In the middle of a full list of consultations, jam-packed with – what I’d call – normal jobs, one of the veterinary nurses thrust a dove in front of me. “What do you think this is?” she asked.
I moved my head back and moved the dove away – in the manner of anyone over the age of 45 in need of an appointment with the opticians – so I could focus on the swollen thing attached to the dove, just above its right eye.
I quickly decided it was a tick. I’d never seen a tick on a bird before and I thought they were solely a parasite of mammals with deer, hedgehogs, sheep, dogs and people being their standard targets. But apparently not. They can obviously attach to feathered surfaces too.
The tick was swiftly removed and skewered on a hypodermic needle, to be displayed to anyone who wanted to see it, a bit like ruthless kings did with the heads of their enemies in times gone by. Of course, everyone wanted to peer at the horrible parasite because everyone dislikes ticks and nobody else had seen a tick on a bird before either.
It prompted an exchange of tick-type stories. There were various accounts of hedgehogs with too many ticks to count and a kitten with the pesky parasites that had become as fat and swollen as chickpeas.
My favourite tick anecdote involved a worried lady who presented herself bashfully at the practice without an appointment one Saturday. She was very worried about a tick, just like the one above the dove’s eye.
After a brief introduction, the lady, without a dog on a lead or a cat in a basket, bent over, pulled down her trousers and displayed a large engorged tick attached to her rump.
“Can you remove this for me please?” came her strangled-sounding request as she doubled over.
Luckily for me, another nurse was on hand to do the deed and another patient – albeit not a veterinary one – was cured. A human rather than an animal, but it didn’t really matter. A tick is a tick in the end. On the subject of humans seeking the help and advice of the vet, there was a concerned conversation on the phone recently.

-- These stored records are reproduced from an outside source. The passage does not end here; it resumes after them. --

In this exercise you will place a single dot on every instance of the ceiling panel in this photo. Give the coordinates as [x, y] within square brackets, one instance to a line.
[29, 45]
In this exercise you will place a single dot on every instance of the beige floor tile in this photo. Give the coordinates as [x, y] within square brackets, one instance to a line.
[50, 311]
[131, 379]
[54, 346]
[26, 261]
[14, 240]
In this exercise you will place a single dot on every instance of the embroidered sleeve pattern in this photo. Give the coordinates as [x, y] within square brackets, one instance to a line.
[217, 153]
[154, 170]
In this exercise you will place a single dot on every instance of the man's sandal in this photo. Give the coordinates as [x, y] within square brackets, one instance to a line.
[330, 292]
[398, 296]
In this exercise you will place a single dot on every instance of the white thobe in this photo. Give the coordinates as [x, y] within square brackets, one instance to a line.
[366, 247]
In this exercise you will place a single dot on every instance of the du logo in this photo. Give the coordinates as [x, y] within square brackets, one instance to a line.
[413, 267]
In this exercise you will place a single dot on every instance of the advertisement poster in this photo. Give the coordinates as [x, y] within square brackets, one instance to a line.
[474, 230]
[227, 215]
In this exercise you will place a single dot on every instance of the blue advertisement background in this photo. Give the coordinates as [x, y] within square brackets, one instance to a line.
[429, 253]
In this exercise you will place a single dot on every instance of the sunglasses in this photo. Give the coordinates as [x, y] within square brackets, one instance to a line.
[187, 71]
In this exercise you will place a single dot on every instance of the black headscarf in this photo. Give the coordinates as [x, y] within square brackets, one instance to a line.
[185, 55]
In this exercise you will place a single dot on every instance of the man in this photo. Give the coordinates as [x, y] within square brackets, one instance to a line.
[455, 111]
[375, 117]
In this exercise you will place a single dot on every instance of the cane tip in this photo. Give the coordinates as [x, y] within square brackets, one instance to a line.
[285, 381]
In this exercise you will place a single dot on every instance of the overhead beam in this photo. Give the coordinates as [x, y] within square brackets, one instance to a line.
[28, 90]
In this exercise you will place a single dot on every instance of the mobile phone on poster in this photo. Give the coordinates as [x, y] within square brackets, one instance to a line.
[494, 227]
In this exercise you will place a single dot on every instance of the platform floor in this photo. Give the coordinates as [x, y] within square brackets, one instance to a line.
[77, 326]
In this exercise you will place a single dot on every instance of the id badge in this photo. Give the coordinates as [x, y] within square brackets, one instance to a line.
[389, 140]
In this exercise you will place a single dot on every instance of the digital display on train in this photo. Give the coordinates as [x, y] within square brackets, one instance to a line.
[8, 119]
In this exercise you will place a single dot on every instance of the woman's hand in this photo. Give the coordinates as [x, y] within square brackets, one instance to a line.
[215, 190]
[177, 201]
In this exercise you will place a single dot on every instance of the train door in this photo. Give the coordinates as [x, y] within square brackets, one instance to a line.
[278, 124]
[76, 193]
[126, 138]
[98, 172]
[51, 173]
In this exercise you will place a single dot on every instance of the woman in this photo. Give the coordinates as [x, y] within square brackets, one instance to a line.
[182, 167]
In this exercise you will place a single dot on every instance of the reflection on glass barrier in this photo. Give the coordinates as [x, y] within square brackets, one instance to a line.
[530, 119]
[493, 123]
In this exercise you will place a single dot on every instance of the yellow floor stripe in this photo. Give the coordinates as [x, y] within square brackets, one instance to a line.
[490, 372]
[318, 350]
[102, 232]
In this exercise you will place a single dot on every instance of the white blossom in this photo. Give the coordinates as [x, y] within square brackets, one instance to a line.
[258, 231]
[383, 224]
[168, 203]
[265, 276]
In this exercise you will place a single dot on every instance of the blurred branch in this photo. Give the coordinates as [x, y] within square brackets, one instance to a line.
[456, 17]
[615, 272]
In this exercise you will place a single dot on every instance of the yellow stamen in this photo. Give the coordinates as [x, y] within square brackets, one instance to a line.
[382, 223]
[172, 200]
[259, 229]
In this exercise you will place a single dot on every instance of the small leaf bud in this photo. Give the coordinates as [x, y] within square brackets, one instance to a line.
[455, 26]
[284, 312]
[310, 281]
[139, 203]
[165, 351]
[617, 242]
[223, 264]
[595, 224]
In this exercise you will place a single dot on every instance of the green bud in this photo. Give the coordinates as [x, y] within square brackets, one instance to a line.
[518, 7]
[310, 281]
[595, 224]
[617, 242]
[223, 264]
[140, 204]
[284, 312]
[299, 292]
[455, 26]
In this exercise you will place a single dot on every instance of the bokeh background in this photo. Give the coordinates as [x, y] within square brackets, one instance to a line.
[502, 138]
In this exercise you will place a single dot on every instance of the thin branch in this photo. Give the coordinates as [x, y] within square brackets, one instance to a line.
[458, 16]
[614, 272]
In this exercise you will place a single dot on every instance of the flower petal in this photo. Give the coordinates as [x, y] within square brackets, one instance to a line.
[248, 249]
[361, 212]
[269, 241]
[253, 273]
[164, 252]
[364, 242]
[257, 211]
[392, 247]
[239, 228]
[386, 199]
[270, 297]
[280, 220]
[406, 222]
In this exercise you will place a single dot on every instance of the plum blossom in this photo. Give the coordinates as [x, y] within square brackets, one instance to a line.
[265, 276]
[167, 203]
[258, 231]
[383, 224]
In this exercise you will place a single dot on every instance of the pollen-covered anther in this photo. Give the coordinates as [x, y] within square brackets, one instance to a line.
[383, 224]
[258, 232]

The elderly owner had, accidentally and inexplicably, taken her Dachshund’s heart medication tablets. Veterinary omni-competence can only go so far, and we quickly directed the unfortunate, and now light-headed owner, whose veins must have been dilating as we spoke, to the on-duty GP.

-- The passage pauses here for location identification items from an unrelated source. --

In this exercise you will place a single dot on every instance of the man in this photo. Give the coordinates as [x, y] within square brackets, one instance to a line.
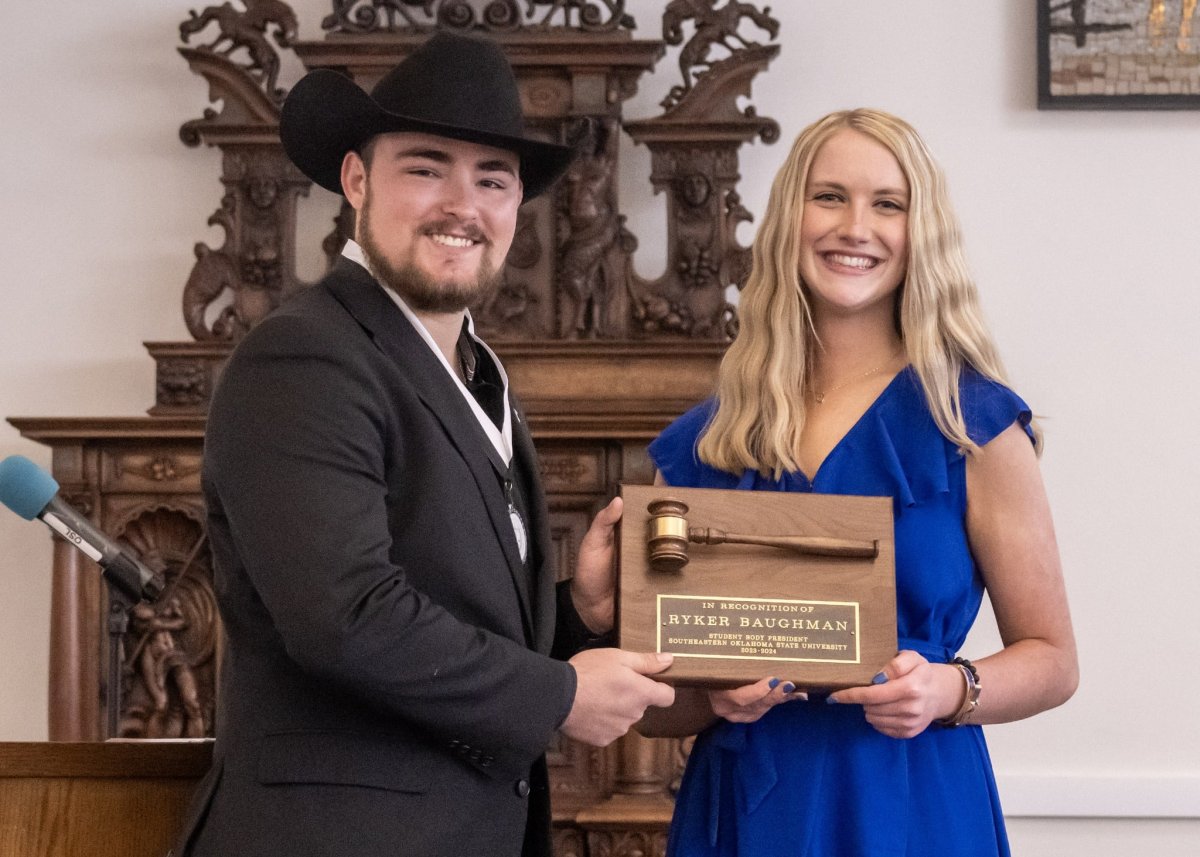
[377, 523]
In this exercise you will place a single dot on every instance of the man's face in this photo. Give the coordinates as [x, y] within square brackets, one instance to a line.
[436, 216]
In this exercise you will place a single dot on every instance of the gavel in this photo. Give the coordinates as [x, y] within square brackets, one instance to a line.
[669, 537]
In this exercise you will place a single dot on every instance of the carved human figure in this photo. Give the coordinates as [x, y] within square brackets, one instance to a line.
[594, 227]
[160, 660]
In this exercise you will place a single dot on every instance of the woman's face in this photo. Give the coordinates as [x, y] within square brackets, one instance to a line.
[855, 227]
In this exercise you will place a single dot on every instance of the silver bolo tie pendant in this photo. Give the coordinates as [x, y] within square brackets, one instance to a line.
[519, 528]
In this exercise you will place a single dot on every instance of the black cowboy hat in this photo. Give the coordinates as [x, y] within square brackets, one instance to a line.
[451, 85]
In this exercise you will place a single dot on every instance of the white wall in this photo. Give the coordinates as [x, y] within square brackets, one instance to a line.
[1080, 229]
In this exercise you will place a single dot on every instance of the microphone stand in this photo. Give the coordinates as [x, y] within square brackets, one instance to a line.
[119, 606]
[126, 587]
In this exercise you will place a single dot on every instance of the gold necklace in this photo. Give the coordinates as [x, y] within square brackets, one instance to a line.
[819, 397]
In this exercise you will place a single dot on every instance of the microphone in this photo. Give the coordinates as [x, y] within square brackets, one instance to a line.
[33, 492]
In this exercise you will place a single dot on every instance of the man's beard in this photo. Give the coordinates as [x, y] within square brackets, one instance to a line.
[421, 292]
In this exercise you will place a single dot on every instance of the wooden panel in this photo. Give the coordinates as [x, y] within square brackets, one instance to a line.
[145, 468]
[95, 799]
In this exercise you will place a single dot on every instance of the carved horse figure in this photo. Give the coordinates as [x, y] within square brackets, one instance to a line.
[247, 29]
[713, 27]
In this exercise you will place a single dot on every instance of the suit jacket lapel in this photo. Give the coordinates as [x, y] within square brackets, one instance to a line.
[525, 462]
[365, 299]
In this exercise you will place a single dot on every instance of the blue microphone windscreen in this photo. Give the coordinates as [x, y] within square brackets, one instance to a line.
[24, 486]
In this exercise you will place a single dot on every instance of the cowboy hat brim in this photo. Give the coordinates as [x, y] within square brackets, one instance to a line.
[327, 115]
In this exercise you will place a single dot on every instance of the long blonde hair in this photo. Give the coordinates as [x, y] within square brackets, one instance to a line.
[767, 371]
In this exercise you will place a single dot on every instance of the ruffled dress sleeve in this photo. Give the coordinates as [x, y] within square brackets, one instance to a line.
[990, 407]
[673, 451]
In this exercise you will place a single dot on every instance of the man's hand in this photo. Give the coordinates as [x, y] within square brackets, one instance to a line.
[594, 583]
[613, 693]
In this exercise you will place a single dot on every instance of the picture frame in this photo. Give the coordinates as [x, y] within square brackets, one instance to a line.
[1119, 54]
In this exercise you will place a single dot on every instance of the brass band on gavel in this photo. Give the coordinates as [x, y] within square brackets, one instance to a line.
[669, 537]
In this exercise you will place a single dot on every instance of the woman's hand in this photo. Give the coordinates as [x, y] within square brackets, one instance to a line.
[909, 694]
[751, 701]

Had it been the other way round, I would have been able to help. It is a common occurrence to get a panicked phone call to say that the dog has eaten the owner’s tablets.
The two favourites are ibuprofen – which is serious and necessitates instigation of emergency emesis to ensure the toxic drugs don’t get absorbed – and contraceptive pills, which don’t cause any harm to the dog but cause a lot of consternation to the owner.

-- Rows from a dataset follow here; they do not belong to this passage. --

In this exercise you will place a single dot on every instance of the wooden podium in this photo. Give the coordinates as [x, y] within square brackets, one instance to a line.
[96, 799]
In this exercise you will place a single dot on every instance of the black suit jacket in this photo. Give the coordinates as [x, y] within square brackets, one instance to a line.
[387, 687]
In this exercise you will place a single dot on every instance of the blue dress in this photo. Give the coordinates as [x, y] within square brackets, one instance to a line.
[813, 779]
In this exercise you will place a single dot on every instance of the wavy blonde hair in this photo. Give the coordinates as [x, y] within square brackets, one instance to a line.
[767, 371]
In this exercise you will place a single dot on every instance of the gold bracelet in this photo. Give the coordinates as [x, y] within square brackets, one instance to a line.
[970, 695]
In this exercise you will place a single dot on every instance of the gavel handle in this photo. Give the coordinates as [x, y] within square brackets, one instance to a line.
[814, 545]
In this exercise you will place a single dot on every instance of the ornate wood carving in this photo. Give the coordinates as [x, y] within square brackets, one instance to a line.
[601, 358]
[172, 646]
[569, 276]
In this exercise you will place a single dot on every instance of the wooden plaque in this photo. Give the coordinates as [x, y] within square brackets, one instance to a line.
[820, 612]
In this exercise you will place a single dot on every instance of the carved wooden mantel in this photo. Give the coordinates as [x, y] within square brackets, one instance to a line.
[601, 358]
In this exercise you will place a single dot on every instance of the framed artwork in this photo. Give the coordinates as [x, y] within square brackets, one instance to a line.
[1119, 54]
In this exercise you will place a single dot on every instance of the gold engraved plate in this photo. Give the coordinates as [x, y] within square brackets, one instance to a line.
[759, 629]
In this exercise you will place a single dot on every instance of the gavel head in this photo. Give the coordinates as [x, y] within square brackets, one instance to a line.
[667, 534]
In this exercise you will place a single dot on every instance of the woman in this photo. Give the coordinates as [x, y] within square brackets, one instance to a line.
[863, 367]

But while the effect of canine heart medication on a human was well out of my sphere of knowledge, I did need to add one thing.
“Once you’re feeling better,” I advised, “you should come and collect more tablets for the dog. It’s really important she gets them all.”
Luckily, all four individuals ended up fine: the dove flew away; the lady’s rump was swiftly ticked off; the Dachshund owner was absolutely fine and the little sausage dog received a new supply of her canine medication.